By Shirley Sanguino

Indeed, we all remember March of 2020, when coronavirus, COVID-19 brought the world into a complete lockdown. It caused daily activities such as school and work to become remote. It also required everyone to create ingenious ways to stay active at home. Unfortunately, these changes also brought on a darker side for those suffering from domestic violence (DV).

Impact on domestic violence

According to a report published by the United Nations in 2021, violence toward women skyrocketed during this time. It showed a global increase of between 25-30%. In a study conducted across different cities within the U.S., domestic violence was reported to have increased by 8.1% following lockdown restrictions. This dramatic increase can be attributed to the additional hours spent at home due to the lockdowns.

Furthermore, the increased isolation created distance from family and friends. Add to this the limited windows of time in which victims could seek assistance. Due to the overload of the medical health system during the peak of the pandemic, many DV victims struggled with accessing medical care or therapeutic services.

The Catch-22’s of COVID-19

At the same time, many refused to seek assistance out of fear of contracting the virus or possibly infecting their loved ones by seeking shelter with them. In a Time magazine article, a female caller who had been strangled by her partner was hesitant to seek help out of fear of catching COVID-19.

Additional factors that could have likely influenced the increase included exacerbated versions of typical intimate partner violence triggers, such as male unemployment, childcare stresses, finances, and poor coping strategies.

Global repercussions of COVID-19

In examining the rise of domestic violence globally, a study conducted in Iran revealed that emotional violence was present the most, with 18.31% of victims experiencing this type of abuse, followed by 15.32% struggling with verbal abuse, 10.74% with financial abuse, 7.39% with physical abuse, and 2.11% with sexual abuse.

Notably, a rise in domestic violence and psychological issues is not isolated to COVID-19. It has been observed before with the Ebola outbreak, and during other man-made or natural disasters. Other countries including Brazil, Australia, China, the United Kingdom, France, Argentina, Cyprus, and Singapore, also demonstrated an increase in domestic violence rates.

Impact on children in general

As with domestic violence, child abuse during lockdown also faced an increase in rates. According to the Substance Abuse and Mental Health Services Administration (SAMHSA), children were extra vulnerable to violence during this time due to additional parental stress.

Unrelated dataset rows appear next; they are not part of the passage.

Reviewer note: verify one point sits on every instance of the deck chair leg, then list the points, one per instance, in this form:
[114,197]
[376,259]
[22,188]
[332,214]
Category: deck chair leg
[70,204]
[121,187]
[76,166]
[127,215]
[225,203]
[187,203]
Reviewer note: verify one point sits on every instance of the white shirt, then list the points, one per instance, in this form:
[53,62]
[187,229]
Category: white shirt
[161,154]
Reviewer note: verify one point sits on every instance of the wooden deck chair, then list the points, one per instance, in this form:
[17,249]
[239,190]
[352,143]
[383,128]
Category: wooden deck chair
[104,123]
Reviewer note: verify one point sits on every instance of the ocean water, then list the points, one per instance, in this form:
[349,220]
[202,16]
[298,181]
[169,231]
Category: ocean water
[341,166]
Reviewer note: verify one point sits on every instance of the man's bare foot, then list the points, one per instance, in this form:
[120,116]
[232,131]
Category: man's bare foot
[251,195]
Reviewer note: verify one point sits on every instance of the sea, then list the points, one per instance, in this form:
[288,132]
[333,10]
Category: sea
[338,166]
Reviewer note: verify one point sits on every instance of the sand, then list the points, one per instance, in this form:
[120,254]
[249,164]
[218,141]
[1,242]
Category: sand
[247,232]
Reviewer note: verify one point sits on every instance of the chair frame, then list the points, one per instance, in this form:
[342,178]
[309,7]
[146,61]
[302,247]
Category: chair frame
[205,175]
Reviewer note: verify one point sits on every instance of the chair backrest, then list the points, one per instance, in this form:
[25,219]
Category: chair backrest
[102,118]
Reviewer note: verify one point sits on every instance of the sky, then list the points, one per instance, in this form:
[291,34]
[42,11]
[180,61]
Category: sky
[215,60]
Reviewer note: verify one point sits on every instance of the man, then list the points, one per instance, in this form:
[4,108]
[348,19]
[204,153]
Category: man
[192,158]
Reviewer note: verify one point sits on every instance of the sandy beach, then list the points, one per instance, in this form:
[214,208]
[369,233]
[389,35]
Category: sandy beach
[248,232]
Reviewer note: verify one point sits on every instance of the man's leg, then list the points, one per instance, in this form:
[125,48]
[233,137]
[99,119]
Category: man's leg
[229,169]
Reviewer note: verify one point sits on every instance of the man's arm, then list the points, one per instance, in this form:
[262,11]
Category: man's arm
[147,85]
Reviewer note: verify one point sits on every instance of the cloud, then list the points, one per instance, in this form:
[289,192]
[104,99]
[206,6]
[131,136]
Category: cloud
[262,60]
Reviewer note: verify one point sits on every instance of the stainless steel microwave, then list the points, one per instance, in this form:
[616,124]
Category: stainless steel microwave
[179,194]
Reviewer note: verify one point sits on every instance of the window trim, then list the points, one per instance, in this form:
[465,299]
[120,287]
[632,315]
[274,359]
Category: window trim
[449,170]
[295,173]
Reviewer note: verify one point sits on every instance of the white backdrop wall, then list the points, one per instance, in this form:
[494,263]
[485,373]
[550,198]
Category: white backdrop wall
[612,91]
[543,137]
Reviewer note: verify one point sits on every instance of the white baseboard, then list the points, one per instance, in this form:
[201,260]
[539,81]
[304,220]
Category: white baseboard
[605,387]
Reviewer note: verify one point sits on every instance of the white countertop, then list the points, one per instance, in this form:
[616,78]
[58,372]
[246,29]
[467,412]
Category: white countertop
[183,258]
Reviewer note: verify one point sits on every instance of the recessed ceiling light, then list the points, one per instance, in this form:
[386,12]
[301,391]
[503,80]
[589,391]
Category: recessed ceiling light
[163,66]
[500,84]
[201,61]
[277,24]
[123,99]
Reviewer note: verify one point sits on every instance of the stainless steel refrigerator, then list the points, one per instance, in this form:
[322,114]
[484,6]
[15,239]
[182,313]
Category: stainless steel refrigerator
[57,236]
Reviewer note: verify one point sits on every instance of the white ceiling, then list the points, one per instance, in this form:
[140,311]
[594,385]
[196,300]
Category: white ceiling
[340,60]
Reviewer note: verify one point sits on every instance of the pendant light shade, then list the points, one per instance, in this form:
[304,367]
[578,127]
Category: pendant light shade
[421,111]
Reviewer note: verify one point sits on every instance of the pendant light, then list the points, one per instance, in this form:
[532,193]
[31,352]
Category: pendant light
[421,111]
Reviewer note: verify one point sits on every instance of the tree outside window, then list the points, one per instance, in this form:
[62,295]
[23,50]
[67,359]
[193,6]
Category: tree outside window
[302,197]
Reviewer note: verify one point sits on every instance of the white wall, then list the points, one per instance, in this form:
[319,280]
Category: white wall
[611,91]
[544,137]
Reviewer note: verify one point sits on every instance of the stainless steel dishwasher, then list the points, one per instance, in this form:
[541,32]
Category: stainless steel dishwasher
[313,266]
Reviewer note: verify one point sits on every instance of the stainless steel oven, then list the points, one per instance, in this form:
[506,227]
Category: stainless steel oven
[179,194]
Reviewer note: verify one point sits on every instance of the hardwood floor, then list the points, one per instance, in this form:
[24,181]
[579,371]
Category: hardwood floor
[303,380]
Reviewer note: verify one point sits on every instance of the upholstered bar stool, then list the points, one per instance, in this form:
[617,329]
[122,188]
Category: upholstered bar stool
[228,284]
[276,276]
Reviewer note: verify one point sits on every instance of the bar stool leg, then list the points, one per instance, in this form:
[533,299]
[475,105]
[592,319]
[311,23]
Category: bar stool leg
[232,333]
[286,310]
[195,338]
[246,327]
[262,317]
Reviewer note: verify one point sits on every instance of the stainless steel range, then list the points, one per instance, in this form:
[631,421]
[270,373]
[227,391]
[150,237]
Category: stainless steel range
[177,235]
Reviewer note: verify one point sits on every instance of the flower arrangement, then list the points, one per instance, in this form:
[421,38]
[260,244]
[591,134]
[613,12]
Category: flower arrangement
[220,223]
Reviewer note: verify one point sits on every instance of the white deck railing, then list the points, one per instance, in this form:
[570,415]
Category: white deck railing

Stress amongst parents is a major predictor of child neglect and abuse. It often contributes to more aggressive responses to children’s behavior. This was exacerbated during COVID-19 lockdowns due to the lack of resources for parents. These included childcare, schooling, after school activities, and extended family assistance.

Furthermore, child protection agencies were faced with fewer workers, meaning fewer home visits. Coupled with children being homeschooled, teachers and other adults would be unable to see signs of abuse in a child. Nor would it be reported to adequate agencies, likely leading to child abuse going under the radar.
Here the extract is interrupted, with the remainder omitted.